Le ratio des personnels est explicite avance Gérard Brami :

Il y a 65 salariés pour 100 résidents dans les EHPAD publics et, encore moins, c’est-à-dire, 55 salaries pour 100 résidents dans les établissements privés à titre commercial. Or, le ministre Philippe Bas, avait préconisé, en 2006, 100 salariés pour 100 résidents, tous services confondus (soins, restauration, lingerie, administration…)

Gérard Brami.

Gérard Brami a des formules qui font mouche : « L’EHPAD c’est une institution perdue de la République sociale. Qui dit institution dit normes, règlements, législation, recommandations, tout ce qui est contraignant et, quand vous êtes contraint par le papier, par le formalisme, vous ne pensez plus à la personne âgée.
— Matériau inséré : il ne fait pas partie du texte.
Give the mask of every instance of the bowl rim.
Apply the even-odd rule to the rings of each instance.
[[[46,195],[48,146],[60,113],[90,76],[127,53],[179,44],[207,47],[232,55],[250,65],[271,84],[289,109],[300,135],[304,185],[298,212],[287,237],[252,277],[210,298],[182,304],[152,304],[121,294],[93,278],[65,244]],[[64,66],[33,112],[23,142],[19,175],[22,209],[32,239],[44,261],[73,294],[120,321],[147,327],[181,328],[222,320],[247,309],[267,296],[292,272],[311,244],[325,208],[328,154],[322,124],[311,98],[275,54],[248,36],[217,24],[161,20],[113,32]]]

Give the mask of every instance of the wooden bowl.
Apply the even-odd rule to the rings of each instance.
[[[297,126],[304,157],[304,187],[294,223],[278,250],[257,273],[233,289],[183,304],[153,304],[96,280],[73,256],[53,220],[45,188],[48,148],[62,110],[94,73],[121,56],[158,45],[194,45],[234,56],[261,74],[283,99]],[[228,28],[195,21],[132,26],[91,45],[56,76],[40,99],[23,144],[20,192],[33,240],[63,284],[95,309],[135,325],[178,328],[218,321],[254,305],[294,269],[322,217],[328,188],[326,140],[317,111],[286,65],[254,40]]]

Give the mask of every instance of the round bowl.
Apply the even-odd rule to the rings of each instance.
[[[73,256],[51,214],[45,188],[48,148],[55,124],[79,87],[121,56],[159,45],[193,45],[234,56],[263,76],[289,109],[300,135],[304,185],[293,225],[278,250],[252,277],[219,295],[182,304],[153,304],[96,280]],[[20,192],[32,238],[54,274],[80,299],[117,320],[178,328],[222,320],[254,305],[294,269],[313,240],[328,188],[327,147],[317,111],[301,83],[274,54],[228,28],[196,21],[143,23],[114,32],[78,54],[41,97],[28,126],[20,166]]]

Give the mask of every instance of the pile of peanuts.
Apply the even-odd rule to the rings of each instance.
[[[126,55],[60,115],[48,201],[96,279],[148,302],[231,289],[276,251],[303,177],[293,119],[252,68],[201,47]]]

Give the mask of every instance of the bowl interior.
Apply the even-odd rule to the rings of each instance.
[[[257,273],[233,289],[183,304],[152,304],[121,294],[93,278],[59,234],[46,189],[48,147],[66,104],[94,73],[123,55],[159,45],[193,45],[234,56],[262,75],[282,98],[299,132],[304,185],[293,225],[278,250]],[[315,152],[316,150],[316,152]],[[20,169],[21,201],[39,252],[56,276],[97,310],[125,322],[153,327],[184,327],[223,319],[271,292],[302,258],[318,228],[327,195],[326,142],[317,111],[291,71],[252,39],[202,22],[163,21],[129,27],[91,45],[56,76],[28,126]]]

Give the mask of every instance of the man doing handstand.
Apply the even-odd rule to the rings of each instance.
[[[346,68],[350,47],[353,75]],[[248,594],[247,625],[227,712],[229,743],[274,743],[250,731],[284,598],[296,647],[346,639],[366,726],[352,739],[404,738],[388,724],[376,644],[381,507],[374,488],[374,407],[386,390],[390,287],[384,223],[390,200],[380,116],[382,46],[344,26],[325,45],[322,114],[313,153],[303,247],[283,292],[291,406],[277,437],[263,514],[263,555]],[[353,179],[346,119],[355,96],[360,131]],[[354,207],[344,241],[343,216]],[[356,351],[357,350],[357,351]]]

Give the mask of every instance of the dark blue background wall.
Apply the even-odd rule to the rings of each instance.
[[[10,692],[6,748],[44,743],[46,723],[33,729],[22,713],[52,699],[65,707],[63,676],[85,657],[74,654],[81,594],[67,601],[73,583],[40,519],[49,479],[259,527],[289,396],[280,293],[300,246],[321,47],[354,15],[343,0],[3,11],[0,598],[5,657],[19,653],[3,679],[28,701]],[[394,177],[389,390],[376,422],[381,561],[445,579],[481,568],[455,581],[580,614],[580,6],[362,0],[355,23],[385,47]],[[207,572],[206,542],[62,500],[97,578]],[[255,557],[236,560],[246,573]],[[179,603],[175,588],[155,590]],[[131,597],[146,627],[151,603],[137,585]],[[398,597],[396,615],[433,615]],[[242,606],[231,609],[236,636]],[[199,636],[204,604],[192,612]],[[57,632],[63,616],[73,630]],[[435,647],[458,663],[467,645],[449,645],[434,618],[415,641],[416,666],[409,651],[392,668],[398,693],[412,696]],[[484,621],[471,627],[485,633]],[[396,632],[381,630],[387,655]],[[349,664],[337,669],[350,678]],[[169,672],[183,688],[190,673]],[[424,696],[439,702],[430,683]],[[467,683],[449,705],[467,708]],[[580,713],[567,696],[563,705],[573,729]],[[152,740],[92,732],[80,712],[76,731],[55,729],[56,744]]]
Vous n’accompagnez plus une personne mais vous décrivez un processus formel d’accompagnement de la personne. »           

Le rapport Laroque de 1962 avait déjà établi l’absolue priorité du maintien à domicile pour les personnes âgées. Si beaucoup de choses ont été faites dans ce sens, elles restent dramatiquement insuffisantes.

« Depuis 20 ans, on crée des établissements privés à but commercial. Ils coûtent à minima 2500, 3000 euros or, la retraite des personnes âgées pour plus de 90 % d’entre elles en France, c’est moins de 1.900 euros, et souvent même moins de 1.500 euros. Et n’oublions pas que ce sont des personnes qui ont travaillé 50 heures par semaine et plus, et qui ont fait les 30 glorieuses. »

Deshumanisation, incohérence

Où est la qualité de vie de ces personnes âgées qui sont devenues une population invisible, sans lobbying et qu’on ne cesse d’abandonner ?

Au Danemark, une décision datant de 1987 interdit la construction de ce type d’établissement. Dans l’Hexagone, c’est un rapport de 2021, rédigé par deux sénateurs qui préconisent clairement l’arrêt de construction des EHPAD.

Tout va dans le sens du maintien à domicile. Excepté la fin de vie. Nos parents, nos grands-parents veulent finir leur vie à la maison, chez eux. Y mourir aussi. Ils entrent de plus en plus tardivement dans les EHPAD et 1/3 de nos ainés y meurent dans la 1e année de leur admission. 

Pour Gérard Brami, la gravité du problème le rend explosif : 

Dans un rapport récent on nous dit qu'on adapte environ 70.000 logements , 80.000 logements par an. Mais il y en aurait selon ce même rapport 2 millions ! Vous vous rendez compte ? Cela signifie qu'il faudrait attendre 20, 30 ans pour adapter tous ces logements pour des gens qui ont une durée de vie de 2, 3, 4 ou 5 ans !

Gérard Brami.

Dans son ouvrage, le Niçois propose des solutions. Mais c’est à la population de se saisir du sujet qui à plus ou moins long terme nous concernera tous.

Gérard Brami est présent à la 26e édition du Festival du Livre de Nice sur le stand de la librairie La Procure. Il interviendra pour échanger avec le public ce dimanche à 14h30.